Een levendige opwekking tot meer natuurlijke, gezonde voorstellingen omtrent het familieleven, die grondzuil van den Staat, komt nu en dan, niet vaak, tot ons; thans met name in een nieuwen druk, de derde, van H. de Veer's Trou ringh voor 't jonge Holland, Leiden, S.C. van Doesburgh. Dit is betere kost dan de vele Novellen, die ons heden ten dage worden opgedischt over hooggeplaatste familiën met schulden bezwaard, over met moeite opgehouden stand, en waarvan fatsoenlijke armoede schering en inslag uitmaken. Al die schetsen, hoe humoristisch soms ook ingekleed, zullen ons niet flinker maken noch eenvoudiger van hart. Integendeel, als een sombere wolk komen al die tooneelea onzen horizont verduisteren; wie heeft nog ooit baat gevonden in zijn groote zorgen en angsten bij de wetenschap, dat anderen in nog grooter angsten verkeeren?

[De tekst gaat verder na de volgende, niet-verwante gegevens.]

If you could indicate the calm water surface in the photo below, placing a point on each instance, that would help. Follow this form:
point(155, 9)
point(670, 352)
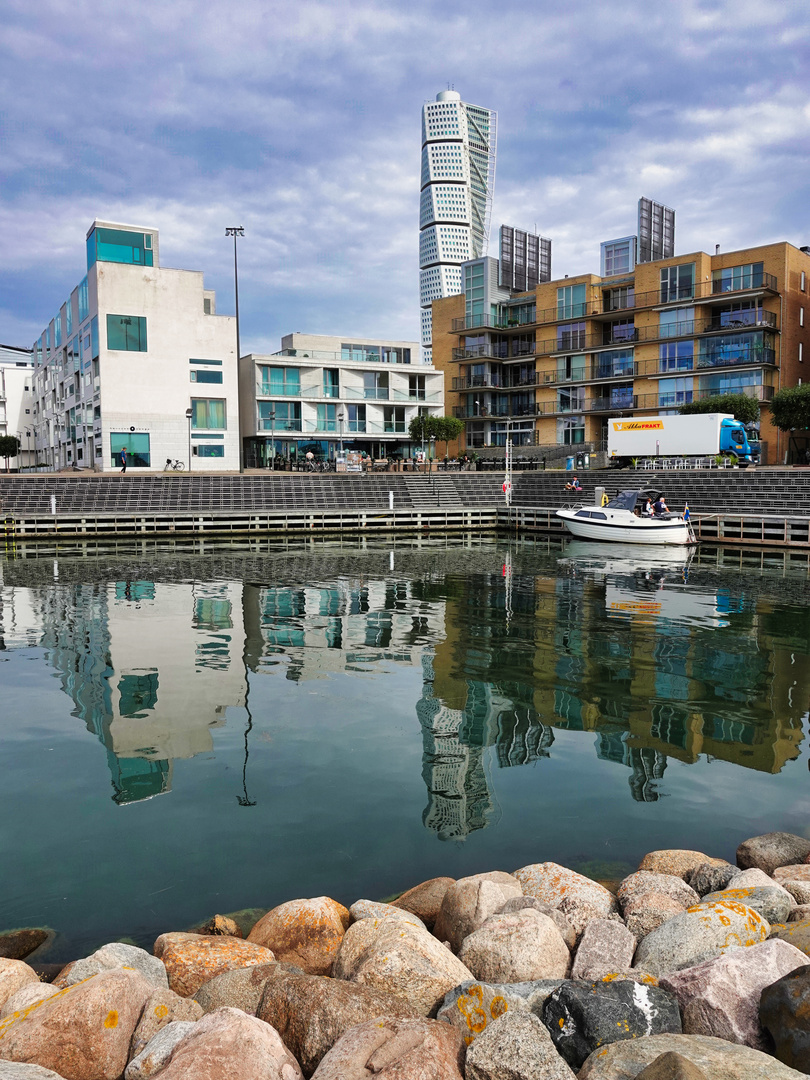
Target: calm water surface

Mij dunkt, daarin ligt juist iets dat nog hopeloozer maakt; als het ongeluk zóó algemeen is, dan moet men immers den moed wel opgeven, dat er voor ons nog voorspoed zou weggelegd zijn! De malaise schijnt werkelijk te algemeen om ze nog in Novellen te vermenigvuldigen; zie maar hoe men zelfs in allen ernst zijn hart over het te hoog huishoudelijk budget uitstort in ons damesweekblad, waarin men heel openhartig zijn eigen huishoudboekje, ter waarschuwing, ten beste geeft. Men zou waarlijk van al die openbaringen van huiselijke zorgen de nachtmerrie krijgen, en zeker kan die soort van lektuur bij onze jongelieden den lust niet opwekken om met moed de handen uit de mouw te steken en als onze voorouders met vlijt en spaarzaamheid een eerlijk huisgezin op te bouwen. Neen, dan is de genoemde Trou-ringh vrij wat uitnemender en beter geschikt om onze jongelui te bewegen met de grootschheid te breken en in eenvoud geluk, liefde en huiselijkheid te zoeken en te grondvesten. Uit de geestige schetsjes in dit boek ademt ons natuurlijk gevoel, frissche levensbeschouwing tegen; 't richt den blik op groote stille
zegeningen; 't openbaart genoegens, waarvan men niet droomde dat zij zoo dicht voor onze voeten lagen, 't wekt op om blijmoedig den weg, dien de natuur ons wijst, te volgen en 't bant de kunstmatige eischen, die men aan 't leven beliefde te stellen, als nietswaardige luchtbellen uit de gedachten. Misschien slechts voor een oogenblik, maar als iedereen 't leest en herleest, want daarbij wint het, kan het toch een stootje toebrengen aan de te hoog opgevoerde macht der weelde.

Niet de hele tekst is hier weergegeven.